Prep 15 mins
Cook 0 mins
Diabetic (high fiber) SUGGESTED DIPPERS: Celery, Jicama, Cabbage, Pita points.
- 1 1⁄2 cups red kidney beans, Cooked
- 1⁄2 cup low-fat sharp cheddar cheese, Chopped
- 3⁄4 cup plain low-fat yogurt
- 1⁄4 teaspoon garlic powder
- 2 teaspoons jalapeno peppers, seeded and chopped
- 1⁄4 teaspoon chili powder
- 1⁄2 teaspoon onion powder
- 1⁄2 teaspoon hot sauce
- In a blender or food processor, puree the beans to a coarse paste or mash very well by hand.
- Put into a bowl and add all of the other ingredients, blending well.

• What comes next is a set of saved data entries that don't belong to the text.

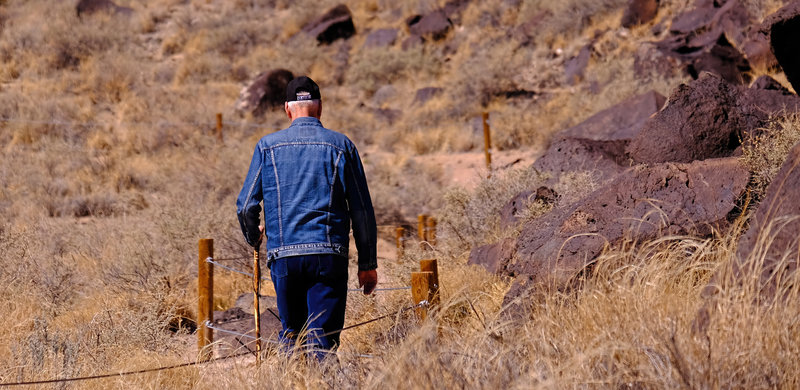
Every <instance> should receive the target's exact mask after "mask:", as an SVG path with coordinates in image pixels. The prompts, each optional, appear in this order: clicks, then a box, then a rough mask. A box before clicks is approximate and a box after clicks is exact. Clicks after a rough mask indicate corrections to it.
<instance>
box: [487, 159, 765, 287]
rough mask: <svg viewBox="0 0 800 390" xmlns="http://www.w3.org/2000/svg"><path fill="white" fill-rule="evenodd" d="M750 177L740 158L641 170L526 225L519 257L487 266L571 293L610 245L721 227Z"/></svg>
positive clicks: (605, 185)
mask: <svg viewBox="0 0 800 390" xmlns="http://www.w3.org/2000/svg"><path fill="white" fill-rule="evenodd" d="M749 178H750V174H749V172H748V171H747V169H746V168H745V167H743V166H742V165H741V163H740V162H739V161H738V159H737V158H724V159H713V160H706V161H697V162H693V163H690V164H658V165H655V166H650V167H648V166H636V167H633V168H630V169H628V170H627V171H625V173H623V174H621V175H619V176H618V177H617V178H616V179H614V180H613V181H611V182H610V183H608V184H607V185H605V186H603V187H602V188H600V189H598V190H596V191H594V192H593V193H591V194H590V195H589V196H587V197H585V198H584V199H583V200H582V201H579V202H577V203H576V204H574V205H573V206H571V207H568V208H565V209H557V210H554V211H553V212H551V213H549V214H547V215H545V216H542V217H540V218H538V219H536V220H535V221H534V222H532V223H530V224H528V225H526V226H524V227H523V229H522V232H521V233H520V235H519V237H518V238H517V241H516V245H515V247H514V254H509V253H508V252H510V251H508V250H495V251H494V252H493V253H492V254H495V255H503V256H505V258H501V259H497V258H493V259H486V260H485V261H484V263H486V264H497V265H496V266H495V268H497V269H502V272H503V273H505V274H507V275H510V276H516V275H520V276H525V277H527V278H528V279H529V280H531V282H532V283H533V284H535V285H540V286H551V287H555V288H564V287H568V286H570V283H571V281H572V280H573V279H574V278H575V277H576V276H578V275H579V274H580V273H581V272H583V271H584V269H585V267H586V266H587V265H589V264H591V263H592V261H593V260H594V259H595V258H596V257H597V256H598V255H599V254H600V253H601V252H602V250H603V249H604V248H605V247H606V245H608V244H614V243H617V242H619V241H621V240H624V239H630V240H634V241H639V240H643V239H647V238H653V237H655V236H656V235H658V234H698V235H706V234H709V233H710V232H711V231H712V230H713V229H724V228H725V227H726V226H727V225H728V224H729V221H728V216H729V214H730V213H731V212H732V211H734V210H735V208H736V207H737V200H738V199H739V198H740V197H741V196H742V194H743V193H744V191H745V188H746V185H747V183H748V180H749ZM501 248H502V247H501ZM476 256H477V255H476ZM476 262H477V261H476Z"/></svg>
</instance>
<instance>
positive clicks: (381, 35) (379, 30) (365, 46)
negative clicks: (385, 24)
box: [364, 28, 398, 48]
mask: <svg viewBox="0 0 800 390" xmlns="http://www.w3.org/2000/svg"><path fill="white" fill-rule="evenodd" d="M397 34H398V31H397V30H396V29H393V28H383V29H380V30H375V31H373V32H371V33H369V35H367V40H366V41H365V42H364V47H365V48H371V47H386V46H391V45H394V42H395V41H396V40H397Z"/></svg>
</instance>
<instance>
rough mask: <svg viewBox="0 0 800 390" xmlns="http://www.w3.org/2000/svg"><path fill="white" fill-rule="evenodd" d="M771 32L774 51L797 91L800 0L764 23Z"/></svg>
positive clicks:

- Serve at room temperature.
As recommended by the previous reviewer, I upped the spices a little. Instead of mixing by hand, I added the spices stirred into the yogurt to the bean pulp in the food processor, and pulsed it just enough to mix well without ruining the chunky texture. I served it as a spread on a warmed tortilla with a guacamole layer on top. It was delicious - I think the guacamole balanced the sourness of the yogurt very well. It was a snap to make and a healthy choice as well.
I like this idea, and I love kidney beans, but I think this needs some more zip. I did increase the garlic powder to a half tsp, but I didn't make any other changes since I wanted to see how it would be as is. I'm going to try a few other kidney bean dip recipes before I work on revamping this one.